20 randomly selected converted structures
ChEMBL ID | ChEMBL structure | Converted sequence image | Proteax PLN (Protein Line Notation) |
---|---|---|---|
CHEMBL453608 | [NTerm_1302]-KATKML-OH name=CHEMBL453608 | ||
CHEMBL505638 | [NTerm_1558]-[Res_1700][MeVal]P[MeVal][MeVal][N(Me)Tyr(Me)]-[CTerm_369] name=CHEMBL505638 | ||
CHEMBL1744023 | [NTerm_481]-L{d}[Res_1029]{d}[Res_2051]-OH name=CHEMBL1744023 | ||
CHEMBL302802 | [acetyl]-HWAVGH-[CTerm_254] name=CHEMBL302802 | ||
CHEMBL2335456 | H-RSKRVVIEDDRIDDVLK-OH name=CHEMBL2335456 | ||
CHEMBL2370461 | H-YC(1)A[Res_1418]C(1)-OH name=CHEMBL2370461 | ||
CHEMBL1824058 | H-C(1)FF{d}[Res_2350]KTFC(1)-OH name=CHEMBL1824058 | ||
CHEMBL265531 | [acetyl]-DDIV[Res_2471][Nva]-OH name=CHEMBL265531 | ||
CHEMBL1240741 | H-GIWSDLAEIIKKF-OH name=CHEMBL1240741 | ||
CHEMBL269567 | H-DRV{d}YIH{d}PI-OH name=CHEMBL269567 | ||
CHEMBL13652 | H-Y{d}RG-[CTerm_735] name=CHEMBL13652 | ||
CHEMBL503001 | H-VFNTLPMMGKASPV-[CTerm_423] name=CHEMBL503001 | ||
CHEMBL199037 | [NTerm_364]-[Res_2601]{d}FRW-[NH2] name=CHEMBL199037 | ||
CHEMBL566760 | [NTerm_1562]-H{d}F{d}R-[NH2] name=CHEMBL566760 | ||
CHEMBL1256089 | [NTerm_1416]-RWF-[CTerm_415] name=CHEMBL1256089 | ||
CHEMBL411191 | [acetyl]-KWKSFLKTFKSAKKTVLHTALKAISS-[NH2] name=CHEMBL411191 | ||
CHEMBL1651026 | H-RPKPQQFF[MeGly]L[Res_1828]-[NH2] name=CHEMBL1651026 | ||
CHEMBL3121190 | [acetyl]-[Res_1036]V[Res_2780][Res_1514]-OH name=CHEMBL3121190 | ||
CHEMBL342838 | [NTerm_615]-[Res_2526]P[Res_3005]-[Unknown_terminal_1] name=CHEMBL342838 inline-mod=C-terminal,[Unknown_terminal_1],H1,QkNGTRECAT+XDQAG/9AAv0wPAAb/0AEAARhSAgABGg== | ||
CHEMBL2372359 | H-VPV-[CTerm_1265] name=CHEMBL2372359 |
Conversion process
All structures in the ChEMBL 19 database were downloaded as an SD file and, with the help of KNIME, probable "peptide-like" structures were identified.
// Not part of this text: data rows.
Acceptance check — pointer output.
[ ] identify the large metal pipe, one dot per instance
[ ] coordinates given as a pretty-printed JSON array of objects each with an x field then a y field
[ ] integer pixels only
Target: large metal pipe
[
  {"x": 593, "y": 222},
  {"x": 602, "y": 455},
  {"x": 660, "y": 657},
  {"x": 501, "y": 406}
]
The "peptide-like" structures were defined as those containing a substructure of three connected glysines. This yielded a "peptide-like" subset of 39123 structures.
The peptide subset was loaded into a PostgreSQL database table and the Biochemfusion Proteax cartridge was used to convert structures, when possible, to sequences. The first conversion took 87 seconds and produced 27142 converted sequences.
You can download the full set of produced sequences (TAB-separated file with ChEMBL ID + PLN, ~11MB).
All found unknown residues and terminal structures were embedded as inline structures in the first round of produced PLN. The embedded structures were then de-duplicated and extracted. You can download the structure sets in gzip-ed SD file format from here:
- N-terminals, 1699 structures, 420 kB
- C-terminals, 1270 structures, 333 kB
- Residues, 3030 structures, 726 kB
143 of the unknown residue structures have been assigned well-defined names by NextMove Software's great Sugar & Splice tool (press the "Biologics" button). Many thanks to Roger Sayle at NextMove Software for processing this subset of residues with Sugar & Splice.
NextMove's residue names can be applied to a Proteax modification database (where the above SD files have been imported) by the following SQL script:
- Residue names update script, 143 name assigments, 18 kB
The currently produced PLN has been generated after all the above data has been loaded into Proteax's database of known structures. As you will see, most of the non-natural residues and terminals have auto-generated names based on sequential numbers.